Pathways of homologous recombination (HR) are critical for restoring or altering DNA sequence and structure after a variety of DNA damage events including nicks, and double strand breaks (DSBs). The process requires two DNA molecules, the recipient, which is the site of the DNA lesion, and the donor. HR can recreate the original DNA sequence at a DNA break or can promote a mutagenic outcome via recombination between non-allelic repeated sequences. Such mutagenic events can lead to genomic instability in the form of insertions, deletions or inversions, or, can generate loss of heterozygosity (LOH) by templating repair from a homolog rather than a sister chromatid.
Immunoglobulin (Ig) gene diversification in chicken B cells provides a powerful model for studying homologous recombination. The variable regions of chicken Ig genes, the V genes, undergo frequent and targeted sequence diversification by gene conversion (a type of HR), using an array of "homeologous" upstream pseudo-V (ψV) regions as donors.

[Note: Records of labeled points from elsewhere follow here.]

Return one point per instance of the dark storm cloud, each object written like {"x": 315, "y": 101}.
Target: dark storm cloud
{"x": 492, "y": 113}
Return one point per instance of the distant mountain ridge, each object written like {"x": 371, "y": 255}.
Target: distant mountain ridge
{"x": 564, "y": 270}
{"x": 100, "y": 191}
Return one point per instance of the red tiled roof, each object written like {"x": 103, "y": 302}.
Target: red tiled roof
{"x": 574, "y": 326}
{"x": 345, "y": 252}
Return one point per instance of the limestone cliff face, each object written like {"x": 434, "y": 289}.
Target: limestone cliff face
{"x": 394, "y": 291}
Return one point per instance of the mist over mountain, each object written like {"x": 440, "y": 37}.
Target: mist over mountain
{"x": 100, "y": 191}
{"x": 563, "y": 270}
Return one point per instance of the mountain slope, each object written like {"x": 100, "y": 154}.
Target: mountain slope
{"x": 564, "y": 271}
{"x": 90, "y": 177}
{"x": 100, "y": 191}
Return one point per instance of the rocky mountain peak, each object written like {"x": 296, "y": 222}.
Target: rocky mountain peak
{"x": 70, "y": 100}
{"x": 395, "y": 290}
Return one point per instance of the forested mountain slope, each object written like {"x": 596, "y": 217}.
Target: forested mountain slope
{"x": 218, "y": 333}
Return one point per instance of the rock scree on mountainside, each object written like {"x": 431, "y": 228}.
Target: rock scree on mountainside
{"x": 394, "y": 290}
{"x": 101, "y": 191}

In addition to HR, chicken Ig genes can diversify by non-templated pathways involving misincorporation by error-prone DNA polymerases. We have previously demonstrated that the pseudogene donors in actively diversifying cells have features, such as histone acetylation, that are indicative of a permissive chromatin state. Using the chicken light chain gene as an experimental system, we have demonstrated that chromatin status can influence the pathway of choice for DNA repair (HR vs. nontemplated repair). For example, recruitment of the chromatin effector protein HP1 to the pseudo-V donors, by a LacI/LacO tethering system, reduced their use in HR. Instead, the initiating lesions of hypermutation resulted in nontemplated events, observed mostly as point mutations. Thus, HP1 elicits an inappropriate chromatin context for donor molecules, revealing that the regulation of chromatin is a major determinant of which DNA repair pathway is ultimately used.
Factors such as HP1, demonstrate how chromatin can serve as a barrier to HR, but we are also interested in how chromatin can activate HR since strategies for stimulating this form of repair may be potentially useful in gene therapy. We have observed that the histone H3.3 variant populates nucleosomes of the pseudogene donors. H3.3 is an activation-associated variant that is deposited in a replication-independent mechanism via the histone chaperone HIRA. Tethering HIRA to the pseudogene donors results in a more nucleosome-rich and ordered chromatin structure. Interestingly, this change is associated with greater IgM diversification, principally by virtue of an increase in short-tract gene conversion events (HR pathway repair). Similar to HIRA a tetherable version of the well-characterized transcriptional activator VP16, also stimulates Ig gene diversification creating a similar mutation spectrum. However, the two proteins differ in their effects on chromatin. HIRA leads to nucleosome enrichment, and VP16 principally acts to increase activation-associated histone modifications. Therefore, we have uncovered distinct paths of chromatin modification both that result in a stimulation of homologous recombination.
While our results are beginning to uncover the response to some specific factors, there is still much to learn about how the complex layers of chromatin regulation: histone post-translational modifications, composition of histone variants in nucleosomes, and nucleosome density at donor regions, affect homologous recombination. The LacI/LacO tethering system in the chicken Ig light chain gene has served as an exceptional experimental system allowing us to test in effects of several chromatin modifiers in a reversible way. Further research promises to unlock more of the epigenetic factors that regulate DNA repair pathways.